MIRANSHAH: A US drone strike in a Pakistani tribal area killed at least four suspected militants on Tuesday, officials said.
The unmanned aircraft fired two missiles, hitting a compound and a vehicle parked outside it in Miranshah, the main town of North Waziristan tribal district, a senior security official told AFP.
"At least four militants were killed," the official said, adding that two others were also wounded. Another security official and an intelligence official confirmed the attack and casualties.
Washington has called Pakistan's semi-autonomous northwest tribal region the global headquarters of al Qaeda, where Taliban and other al Qaeda-linked networks have rear bases in the 10-year war in Afghanistan.
The identity of the suspected militants was not immediately clear, officials said.
The missiles struck in the main town close to a girls school before dawn as people were starting their Ramadan fast, an AFP reporter, close to the destroyed compound, said. Militants immediately cordoned off the compound and were busy removing debris, he said.
Although the United States does not publicly confirm drone attacks, its military and the CIA in Afghanistan are the only forces that deploy the unmanned Predator aircraft in the region.
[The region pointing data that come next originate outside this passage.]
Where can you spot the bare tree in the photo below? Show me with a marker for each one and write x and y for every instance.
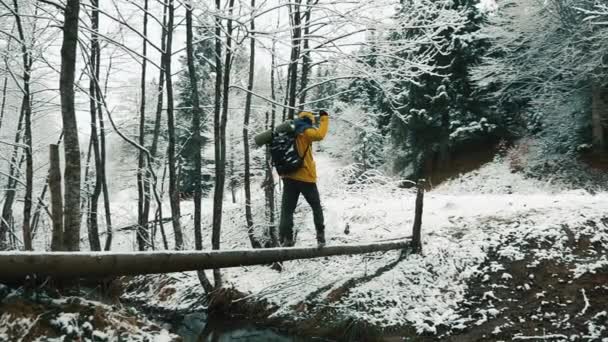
(26, 108)
(247, 181)
(142, 188)
(70, 127)
(56, 202)
(296, 35)
(92, 224)
(173, 188)
(196, 142)
(306, 60)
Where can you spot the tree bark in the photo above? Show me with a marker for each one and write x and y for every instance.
(247, 180)
(173, 187)
(11, 191)
(296, 41)
(70, 127)
(156, 134)
(599, 117)
(220, 172)
(306, 58)
(40, 205)
(27, 136)
(101, 264)
(56, 201)
(416, 229)
(269, 189)
(92, 222)
(142, 189)
(196, 143)
(3, 104)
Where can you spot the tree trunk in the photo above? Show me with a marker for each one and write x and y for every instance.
(416, 239)
(247, 180)
(101, 264)
(156, 134)
(599, 117)
(306, 58)
(3, 104)
(36, 217)
(173, 186)
(296, 36)
(11, 191)
(92, 222)
(196, 142)
(269, 188)
(219, 127)
(56, 201)
(142, 189)
(70, 127)
(27, 136)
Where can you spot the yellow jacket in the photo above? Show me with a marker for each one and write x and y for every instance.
(308, 172)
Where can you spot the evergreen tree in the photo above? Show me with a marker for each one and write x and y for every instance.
(441, 110)
(203, 52)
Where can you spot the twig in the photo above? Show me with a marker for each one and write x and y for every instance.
(586, 303)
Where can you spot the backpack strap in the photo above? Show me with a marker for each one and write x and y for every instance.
(306, 151)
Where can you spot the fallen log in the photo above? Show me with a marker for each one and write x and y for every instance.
(15, 265)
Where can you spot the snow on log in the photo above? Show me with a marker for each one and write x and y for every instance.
(14, 265)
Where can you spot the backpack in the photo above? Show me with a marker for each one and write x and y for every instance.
(284, 152)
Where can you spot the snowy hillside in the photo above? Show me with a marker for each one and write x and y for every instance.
(466, 223)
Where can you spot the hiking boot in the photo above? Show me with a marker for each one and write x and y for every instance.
(287, 243)
(320, 239)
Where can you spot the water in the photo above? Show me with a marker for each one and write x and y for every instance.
(198, 327)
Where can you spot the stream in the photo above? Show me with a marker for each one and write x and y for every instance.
(197, 326)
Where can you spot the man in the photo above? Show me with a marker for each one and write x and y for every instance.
(304, 180)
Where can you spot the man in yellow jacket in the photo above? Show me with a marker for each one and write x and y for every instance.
(304, 180)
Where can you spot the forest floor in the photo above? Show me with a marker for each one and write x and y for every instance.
(504, 258)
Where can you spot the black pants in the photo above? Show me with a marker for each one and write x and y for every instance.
(291, 193)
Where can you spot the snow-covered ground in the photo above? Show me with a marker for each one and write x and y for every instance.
(463, 220)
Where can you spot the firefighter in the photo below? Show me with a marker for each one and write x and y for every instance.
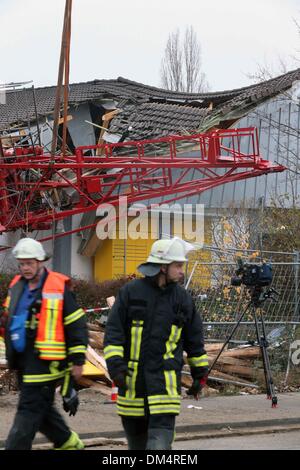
(46, 339)
(152, 321)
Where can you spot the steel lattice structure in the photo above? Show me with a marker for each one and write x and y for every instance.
(37, 189)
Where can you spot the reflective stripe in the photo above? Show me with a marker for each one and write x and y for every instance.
(171, 382)
(51, 344)
(171, 344)
(135, 402)
(123, 411)
(136, 339)
(201, 361)
(77, 349)
(52, 296)
(42, 377)
(161, 399)
(131, 380)
(52, 316)
(66, 384)
(74, 316)
(113, 350)
(164, 409)
(6, 302)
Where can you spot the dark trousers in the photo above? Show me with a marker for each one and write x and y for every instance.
(36, 412)
(152, 432)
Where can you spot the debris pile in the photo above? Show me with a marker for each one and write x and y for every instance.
(240, 366)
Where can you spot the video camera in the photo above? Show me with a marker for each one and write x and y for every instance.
(252, 275)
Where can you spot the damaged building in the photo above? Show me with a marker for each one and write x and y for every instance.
(120, 110)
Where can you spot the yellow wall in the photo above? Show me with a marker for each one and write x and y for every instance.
(115, 258)
(118, 257)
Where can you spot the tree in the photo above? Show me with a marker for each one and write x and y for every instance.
(181, 65)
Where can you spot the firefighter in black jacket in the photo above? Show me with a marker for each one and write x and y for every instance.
(46, 339)
(152, 321)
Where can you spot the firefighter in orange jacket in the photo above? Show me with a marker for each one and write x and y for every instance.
(46, 339)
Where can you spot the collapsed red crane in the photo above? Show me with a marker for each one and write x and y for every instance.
(38, 189)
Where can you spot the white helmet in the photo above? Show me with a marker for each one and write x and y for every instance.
(28, 248)
(165, 252)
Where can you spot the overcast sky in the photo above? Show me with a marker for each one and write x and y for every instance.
(127, 38)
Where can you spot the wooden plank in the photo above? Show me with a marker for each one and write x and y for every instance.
(223, 375)
(96, 359)
(241, 371)
(230, 360)
(110, 301)
(96, 338)
(93, 326)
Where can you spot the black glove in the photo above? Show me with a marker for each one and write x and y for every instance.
(197, 386)
(71, 402)
(120, 380)
(69, 395)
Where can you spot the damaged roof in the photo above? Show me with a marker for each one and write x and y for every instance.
(151, 111)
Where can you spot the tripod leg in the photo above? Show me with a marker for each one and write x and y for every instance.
(263, 344)
(230, 336)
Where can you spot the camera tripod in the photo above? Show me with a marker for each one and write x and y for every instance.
(258, 297)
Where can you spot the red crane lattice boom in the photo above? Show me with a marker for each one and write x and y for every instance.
(37, 189)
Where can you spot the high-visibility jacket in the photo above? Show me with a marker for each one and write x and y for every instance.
(56, 333)
(147, 331)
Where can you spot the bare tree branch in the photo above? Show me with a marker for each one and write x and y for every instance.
(181, 65)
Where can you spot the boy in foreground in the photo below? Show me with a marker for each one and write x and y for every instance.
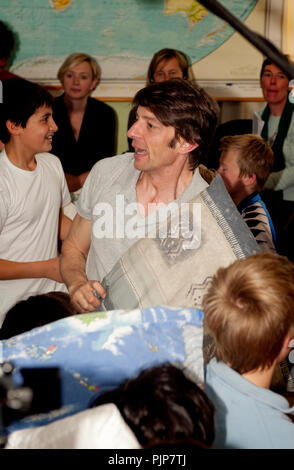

North Waziristan is the headquarters of the Haqqani leadership and the main militant bastion in the semi-autonomous tribal belt.
The Haqqani network is considered the deadliest enemy of US troops in eastern Afghanistan.
It was founded by Jalaluddin Haqqani and is run by his son, Sirajuddin, both designated "global terrorists" by Washington.
The group has been blamed for some of the worst anti-US attacks in Afghanistan, including a suicide attack at a US base in the eastern province of Khost in 2009 that killed seven CIA operatives.
Around two dozen drone strikes have been reported in Pakistan since elite US forces killed al Qaeda chief Osama bin Laden in a suburban home near Pakistan's main military academy in Abbottabad, close to the capital, on May 2.
Drone attacks are unpopular among many Pakistanis, who oppose the alliance with Washington and who are sensitive to perceived violations of sovereignty.
US officials have accused Pakistani intelligence of playing a double game with extremists, including the Afghan Taliban and the Haqqani network, in order to exert influence in Afghanistan and offset the might of arch-rival India.
Washington's pressure on Islamabad to launch a decisive military campaign in North Waziristan, as Pakistan has conducted elsewhere in the tribal belt, has so far fallen on deaf ears.